The Register’s Chris Mellor and SemiAccurate’s Charlie Demerjian are throwing shade on Intel’s claims for 3D XPoint. While it’s great fun to tweak the giants of tech – as I often do – I think they are likely wrong in their interpretation of the data backing their arguments.

As Mr. Mellor wrote:

In contrast to the wildly optimistic Intel “1,000 times faster than NAND” claims when XPoint was launched, the Micron pitch presented a 10-times improvement over NAND in terms of IOPS and latency, and four times more memory footprint than DRAM per CPU.

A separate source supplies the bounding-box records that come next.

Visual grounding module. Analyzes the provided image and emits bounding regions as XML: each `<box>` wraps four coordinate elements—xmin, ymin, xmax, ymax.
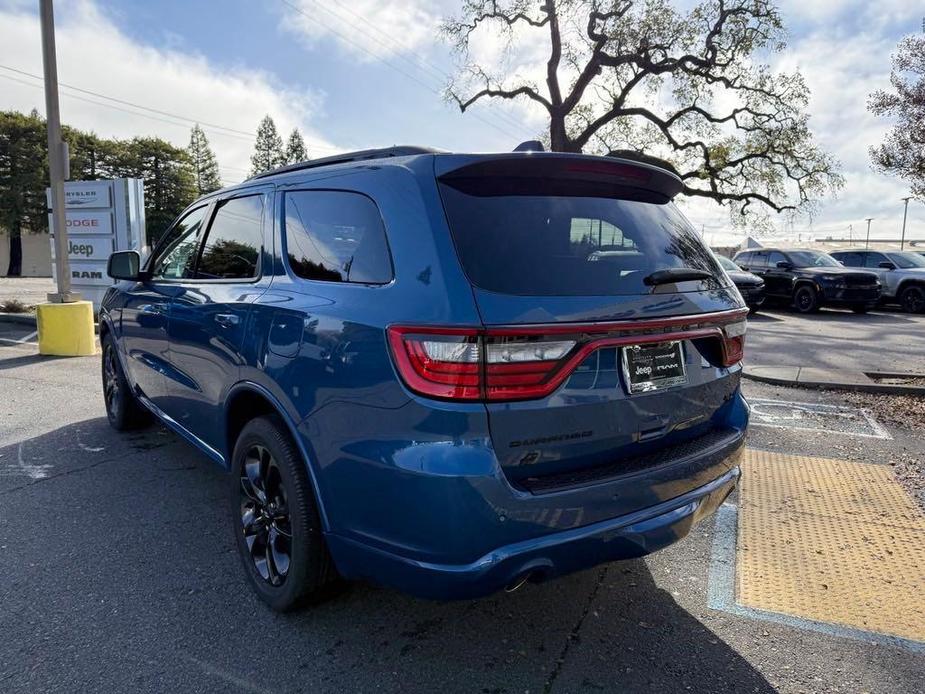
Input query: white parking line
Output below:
<box><xmin>0</xmin><ymin>330</ymin><xmax>39</xmax><ymax>345</ymax></box>
<box><xmin>748</xmin><ymin>399</ymin><xmax>893</xmax><ymax>439</ymax></box>
<box><xmin>0</xmin><ymin>443</ymin><xmax>54</xmax><ymax>480</ymax></box>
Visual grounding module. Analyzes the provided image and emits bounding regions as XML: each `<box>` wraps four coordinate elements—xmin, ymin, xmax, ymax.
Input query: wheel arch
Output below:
<box><xmin>224</xmin><ymin>381</ymin><xmax>329</xmax><ymax>532</ymax></box>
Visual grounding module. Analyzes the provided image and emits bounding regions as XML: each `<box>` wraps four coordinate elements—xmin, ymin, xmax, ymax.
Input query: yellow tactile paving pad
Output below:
<box><xmin>736</xmin><ymin>450</ymin><xmax>925</xmax><ymax>641</ymax></box>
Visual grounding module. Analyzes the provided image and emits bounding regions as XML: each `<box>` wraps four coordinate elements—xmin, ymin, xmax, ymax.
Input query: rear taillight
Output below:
<box><xmin>388</xmin><ymin>311</ymin><xmax>745</xmax><ymax>401</ymax></box>
<box><xmin>722</xmin><ymin>320</ymin><xmax>746</xmax><ymax>366</ymax></box>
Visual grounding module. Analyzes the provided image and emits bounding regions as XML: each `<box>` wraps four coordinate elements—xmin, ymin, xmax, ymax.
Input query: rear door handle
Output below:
<box><xmin>215</xmin><ymin>313</ymin><xmax>241</xmax><ymax>328</ymax></box>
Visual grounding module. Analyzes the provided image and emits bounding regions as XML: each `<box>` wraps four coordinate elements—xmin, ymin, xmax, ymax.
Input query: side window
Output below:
<box><xmin>834</xmin><ymin>253</ymin><xmax>865</xmax><ymax>267</ymax></box>
<box><xmin>196</xmin><ymin>195</ymin><xmax>263</xmax><ymax>280</ymax></box>
<box><xmin>768</xmin><ymin>251</ymin><xmax>787</xmax><ymax>269</ymax></box>
<box><xmin>285</xmin><ymin>190</ymin><xmax>392</xmax><ymax>284</ymax></box>
<box><xmin>152</xmin><ymin>205</ymin><xmax>209</xmax><ymax>280</ymax></box>
<box><xmin>748</xmin><ymin>251</ymin><xmax>768</xmax><ymax>268</ymax></box>
<box><xmin>864</xmin><ymin>253</ymin><xmax>887</xmax><ymax>270</ymax></box>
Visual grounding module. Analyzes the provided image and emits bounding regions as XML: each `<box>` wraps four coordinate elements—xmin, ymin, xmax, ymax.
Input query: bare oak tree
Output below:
<box><xmin>867</xmin><ymin>36</ymin><xmax>925</xmax><ymax>199</ymax></box>
<box><xmin>443</xmin><ymin>0</ymin><xmax>842</xmax><ymax>215</ymax></box>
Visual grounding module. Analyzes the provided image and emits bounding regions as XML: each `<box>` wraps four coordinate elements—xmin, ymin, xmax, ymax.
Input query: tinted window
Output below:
<box><xmin>153</xmin><ymin>206</ymin><xmax>208</xmax><ymax>279</ymax></box>
<box><xmin>768</xmin><ymin>251</ymin><xmax>787</xmax><ymax>268</ymax></box>
<box><xmin>286</xmin><ymin>190</ymin><xmax>392</xmax><ymax>284</ymax></box>
<box><xmin>441</xmin><ymin>181</ymin><xmax>726</xmax><ymax>296</ymax></box>
<box><xmin>196</xmin><ymin>195</ymin><xmax>263</xmax><ymax>280</ymax></box>
<box><xmin>864</xmin><ymin>253</ymin><xmax>890</xmax><ymax>269</ymax></box>
<box><xmin>749</xmin><ymin>251</ymin><xmax>768</xmax><ymax>268</ymax></box>
<box><xmin>787</xmin><ymin>251</ymin><xmax>839</xmax><ymax>267</ymax></box>
<box><xmin>890</xmin><ymin>253</ymin><xmax>925</xmax><ymax>270</ymax></box>
<box><xmin>832</xmin><ymin>253</ymin><xmax>864</xmax><ymax>267</ymax></box>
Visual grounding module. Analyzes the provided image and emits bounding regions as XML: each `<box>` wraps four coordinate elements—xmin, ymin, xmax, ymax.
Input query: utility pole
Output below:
<box><xmin>36</xmin><ymin>0</ymin><xmax>80</xmax><ymax>304</ymax></box>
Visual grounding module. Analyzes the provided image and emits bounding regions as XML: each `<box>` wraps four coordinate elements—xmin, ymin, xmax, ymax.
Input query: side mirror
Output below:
<box><xmin>106</xmin><ymin>251</ymin><xmax>141</xmax><ymax>282</ymax></box>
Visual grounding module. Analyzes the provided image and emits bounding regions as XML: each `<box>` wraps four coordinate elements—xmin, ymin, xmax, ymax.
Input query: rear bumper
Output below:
<box><xmin>822</xmin><ymin>287</ymin><xmax>881</xmax><ymax>306</ymax></box>
<box><xmin>327</xmin><ymin>466</ymin><xmax>739</xmax><ymax>600</ymax></box>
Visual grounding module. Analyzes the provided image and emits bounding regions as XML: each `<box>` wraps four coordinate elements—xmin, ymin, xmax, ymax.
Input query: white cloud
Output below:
<box><xmin>0</xmin><ymin>0</ymin><xmax>340</xmax><ymax>182</ymax></box>
<box><xmin>280</xmin><ymin>0</ymin><xmax>440</xmax><ymax>61</ymax></box>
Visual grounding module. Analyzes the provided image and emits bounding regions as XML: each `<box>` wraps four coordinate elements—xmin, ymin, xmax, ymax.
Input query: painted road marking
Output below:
<box><xmin>0</xmin><ymin>330</ymin><xmax>39</xmax><ymax>345</ymax></box>
<box><xmin>709</xmin><ymin>450</ymin><xmax>925</xmax><ymax>652</ymax></box>
<box><xmin>748</xmin><ymin>399</ymin><xmax>893</xmax><ymax>439</ymax></box>
<box><xmin>0</xmin><ymin>443</ymin><xmax>54</xmax><ymax>480</ymax></box>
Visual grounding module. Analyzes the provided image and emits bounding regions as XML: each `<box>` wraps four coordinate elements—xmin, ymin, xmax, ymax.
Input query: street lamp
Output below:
<box><xmin>39</xmin><ymin>0</ymin><xmax>80</xmax><ymax>303</ymax></box>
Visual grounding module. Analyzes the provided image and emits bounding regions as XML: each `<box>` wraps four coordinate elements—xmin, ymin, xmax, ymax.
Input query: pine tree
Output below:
<box><xmin>187</xmin><ymin>123</ymin><xmax>222</xmax><ymax>195</ymax></box>
<box><xmin>286</xmin><ymin>128</ymin><xmax>308</xmax><ymax>164</ymax></box>
<box><xmin>114</xmin><ymin>137</ymin><xmax>197</xmax><ymax>242</ymax></box>
<box><xmin>251</xmin><ymin>116</ymin><xmax>286</xmax><ymax>176</ymax></box>
<box><xmin>0</xmin><ymin>110</ymin><xmax>48</xmax><ymax>277</ymax></box>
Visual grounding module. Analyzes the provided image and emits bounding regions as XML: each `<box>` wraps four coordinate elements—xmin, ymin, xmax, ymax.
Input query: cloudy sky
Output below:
<box><xmin>0</xmin><ymin>0</ymin><xmax>925</xmax><ymax>245</ymax></box>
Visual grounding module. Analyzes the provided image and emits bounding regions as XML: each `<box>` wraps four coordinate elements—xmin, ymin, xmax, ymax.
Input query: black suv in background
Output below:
<box><xmin>734</xmin><ymin>248</ymin><xmax>881</xmax><ymax>313</ymax></box>
<box><xmin>716</xmin><ymin>255</ymin><xmax>764</xmax><ymax>313</ymax></box>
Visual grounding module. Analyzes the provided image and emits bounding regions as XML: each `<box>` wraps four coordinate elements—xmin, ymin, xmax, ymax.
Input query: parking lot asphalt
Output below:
<box><xmin>746</xmin><ymin>308</ymin><xmax>925</xmax><ymax>374</ymax></box>
<box><xmin>0</xmin><ymin>314</ymin><xmax>925</xmax><ymax>693</ymax></box>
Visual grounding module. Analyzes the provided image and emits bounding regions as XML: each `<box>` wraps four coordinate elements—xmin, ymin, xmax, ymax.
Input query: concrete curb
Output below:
<box><xmin>742</xmin><ymin>366</ymin><xmax>925</xmax><ymax>395</ymax></box>
<box><xmin>0</xmin><ymin>313</ymin><xmax>36</xmax><ymax>328</ymax></box>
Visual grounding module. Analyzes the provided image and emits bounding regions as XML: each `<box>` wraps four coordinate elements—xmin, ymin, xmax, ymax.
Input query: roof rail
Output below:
<box><xmin>607</xmin><ymin>149</ymin><xmax>681</xmax><ymax>176</ymax></box>
<box><xmin>247</xmin><ymin>145</ymin><xmax>442</xmax><ymax>181</ymax></box>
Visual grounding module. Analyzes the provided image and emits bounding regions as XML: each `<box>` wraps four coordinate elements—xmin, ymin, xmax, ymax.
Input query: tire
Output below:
<box><xmin>101</xmin><ymin>333</ymin><xmax>151</xmax><ymax>431</ymax></box>
<box><xmin>793</xmin><ymin>284</ymin><xmax>819</xmax><ymax>313</ymax></box>
<box><xmin>230</xmin><ymin>415</ymin><xmax>337</xmax><ymax>612</ymax></box>
<box><xmin>899</xmin><ymin>284</ymin><xmax>925</xmax><ymax>313</ymax></box>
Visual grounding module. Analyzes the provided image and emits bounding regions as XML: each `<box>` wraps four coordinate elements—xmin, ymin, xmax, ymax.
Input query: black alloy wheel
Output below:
<box><xmin>230</xmin><ymin>415</ymin><xmax>337</xmax><ymax>612</ymax></box>
<box><xmin>793</xmin><ymin>285</ymin><xmax>819</xmax><ymax>313</ymax></box>
<box><xmin>241</xmin><ymin>445</ymin><xmax>292</xmax><ymax>586</ymax></box>
<box><xmin>102</xmin><ymin>334</ymin><xmax>151</xmax><ymax>431</ymax></box>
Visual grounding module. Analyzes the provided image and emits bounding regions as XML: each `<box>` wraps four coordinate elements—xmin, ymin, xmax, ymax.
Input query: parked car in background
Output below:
<box><xmin>100</xmin><ymin>147</ymin><xmax>748</xmax><ymax>610</ymax></box>
<box><xmin>831</xmin><ymin>249</ymin><xmax>925</xmax><ymax>313</ymax></box>
<box><xmin>716</xmin><ymin>254</ymin><xmax>764</xmax><ymax>313</ymax></box>
<box><xmin>734</xmin><ymin>248</ymin><xmax>881</xmax><ymax>313</ymax></box>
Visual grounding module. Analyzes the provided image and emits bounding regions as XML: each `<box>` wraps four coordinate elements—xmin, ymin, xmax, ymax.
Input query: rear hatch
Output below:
<box><xmin>396</xmin><ymin>154</ymin><xmax>744</xmax><ymax>492</ymax></box>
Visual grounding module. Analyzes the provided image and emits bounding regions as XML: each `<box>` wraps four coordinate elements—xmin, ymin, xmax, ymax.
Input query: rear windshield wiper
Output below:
<box><xmin>642</xmin><ymin>267</ymin><xmax>713</xmax><ymax>287</ymax></box>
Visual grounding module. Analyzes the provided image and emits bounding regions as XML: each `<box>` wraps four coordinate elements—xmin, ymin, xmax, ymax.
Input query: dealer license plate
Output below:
<box><xmin>621</xmin><ymin>342</ymin><xmax>687</xmax><ymax>393</ymax></box>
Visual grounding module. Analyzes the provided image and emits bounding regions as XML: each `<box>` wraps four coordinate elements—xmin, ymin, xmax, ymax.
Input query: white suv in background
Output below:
<box><xmin>829</xmin><ymin>250</ymin><xmax>925</xmax><ymax>313</ymax></box>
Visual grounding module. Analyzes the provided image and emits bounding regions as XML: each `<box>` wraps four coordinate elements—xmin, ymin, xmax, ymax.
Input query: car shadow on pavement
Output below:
<box><xmin>0</xmin><ymin>417</ymin><xmax>773</xmax><ymax>692</ymax></box>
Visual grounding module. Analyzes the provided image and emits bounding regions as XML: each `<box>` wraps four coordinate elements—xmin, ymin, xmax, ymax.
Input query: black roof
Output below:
<box><xmin>247</xmin><ymin>145</ymin><xmax>442</xmax><ymax>181</ymax></box>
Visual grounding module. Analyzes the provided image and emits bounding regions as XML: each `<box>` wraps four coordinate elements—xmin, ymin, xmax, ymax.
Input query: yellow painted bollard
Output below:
<box><xmin>35</xmin><ymin>301</ymin><xmax>96</xmax><ymax>357</ymax></box>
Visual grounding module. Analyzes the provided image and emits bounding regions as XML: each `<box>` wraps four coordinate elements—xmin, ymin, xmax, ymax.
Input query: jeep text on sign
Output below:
<box><xmin>51</xmin><ymin>236</ymin><xmax>112</xmax><ymax>270</ymax></box>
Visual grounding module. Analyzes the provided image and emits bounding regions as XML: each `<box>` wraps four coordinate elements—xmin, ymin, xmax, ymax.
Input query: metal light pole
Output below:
<box><xmin>39</xmin><ymin>0</ymin><xmax>80</xmax><ymax>304</ymax></box>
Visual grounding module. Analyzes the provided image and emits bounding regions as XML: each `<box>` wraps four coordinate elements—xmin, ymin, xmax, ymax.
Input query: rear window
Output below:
<box><xmin>441</xmin><ymin>183</ymin><xmax>724</xmax><ymax>296</ymax></box>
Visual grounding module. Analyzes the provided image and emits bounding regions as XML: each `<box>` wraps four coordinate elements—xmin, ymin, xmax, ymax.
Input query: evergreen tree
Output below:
<box><xmin>251</xmin><ymin>115</ymin><xmax>286</xmax><ymax>176</ymax></box>
<box><xmin>0</xmin><ymin>110</ymin><xmax>48</xmax><ymax>277</ymax></box>
<box><xmin>114</xmin><ymin>137</ymin><xmax>198</xmax><ymax>242</ymax></box>
<box><xmin>286</xmin><ymin>128</ymin><xmax>308</xmax><ymax>164</ymax></box>
<box><xmin>187</xmin><ymin>123</ymin><xmax>222</xmax><ymax>195</ymax></box>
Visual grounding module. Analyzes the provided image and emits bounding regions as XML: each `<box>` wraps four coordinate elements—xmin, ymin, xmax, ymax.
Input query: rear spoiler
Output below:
<box><xmin>434</xmin><ymin>152</ymin><xmax>683</xmax><ymax>203</ymax></box>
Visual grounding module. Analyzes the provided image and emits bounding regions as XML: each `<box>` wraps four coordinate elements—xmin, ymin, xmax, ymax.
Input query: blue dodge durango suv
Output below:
<box><xmin>100</xmin><ymin>147</ymin><xmax>748</xmax><ymax>610</ymax></box>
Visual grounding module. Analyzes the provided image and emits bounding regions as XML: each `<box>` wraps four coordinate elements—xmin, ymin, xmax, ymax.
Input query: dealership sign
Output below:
<box><xmin>48</xmin><ymin>178</ymin><xmax>145</xmax><ymax>309</ymax></box>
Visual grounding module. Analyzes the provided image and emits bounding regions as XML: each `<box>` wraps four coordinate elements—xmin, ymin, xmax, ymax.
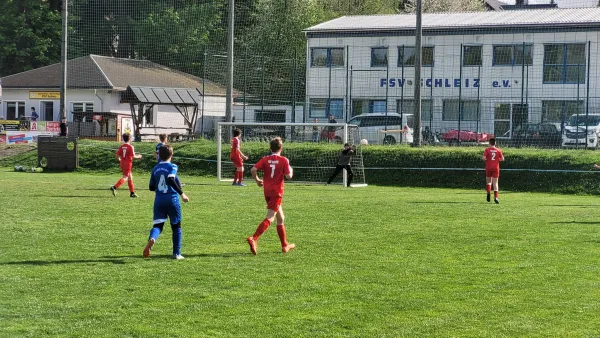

Mr. Demerjian goes further in his comments:

Latency missed by 100x, yes one hundred times, on their claim of 1000x faster, 10x is now promised and backed up by tests. More troubling is endurance, probably the main selling point of this technology over NAND. Again the claim was a 1000x improvement, Intel delivered 1/333rd of that with 3x the endurance.

Chips vs systems
Intel and Micron are chip folks. I’m confident that at the chip/media level, the results that Intel reported are close – despite marketing rounding-up – but when talking about SSDs, Optane or QuantX, the subject is a system, not media. A system with a CPU, lots of software, buffers, caches, bandwidth and, finally, media.

Example
Back when RAID arrays were a radical new technology in the early 90s, the simple fact that you could gang together a half dozen disks and get a 5x performance improvement was a big deal. A little later caching came on the scene, and made RAID even more compelling.

But did adding in a layer of RAM – which was, let’s say, a million times faster – make RAID arrays a million faster? Of course not. The difference between write-back and write-through caching – and the associated engineering/test problems – played a major role as well.

Nor did replacing hard drives with SSDs make arrays as fast as raw NAND read numbers would suggest. Systems consist of cooperating parts, and making one part a thousand times faster doesn’t make all the other parts go faster too.

Mr. Mellor, of course, understands this, remarking:

We might say that the original XPoint claims referred to raw media comparisons and not system-level performance, a point not made clear in the original XPoint performance, density and endurance claims.

The StorageMojo take
Intel is not a marketing company. They are an engineering company selling to engineers and, as such, they often put a foot wrong when trying to reach the general tech public.

But that doesn’t explain why Intel/Micron rushed the 3D XPoint announcement: freeze out competitors; help Micron fight an acquisition; and/or panic at some perceived threat, such as Nantero? They might have consulted with their CPU colleagues on the problems that come from hyping, say, clock speeds, in the NetBurst days.

Whatever drove the announcement, they did themselves no favors by focusing on cell-level performance. But unlike those who read the announcement as a promise to deliver systems with those performance improvements, I’m pleased that they got into the market with 3D XPoint, because they are driving the industry faster than any startup could.

And that’s good for the industry and for computer systems buyers and users everywhere. The problems that I can see, such as schedule slips, appear normal for advanced technology.

Courteous comments welcome, of course.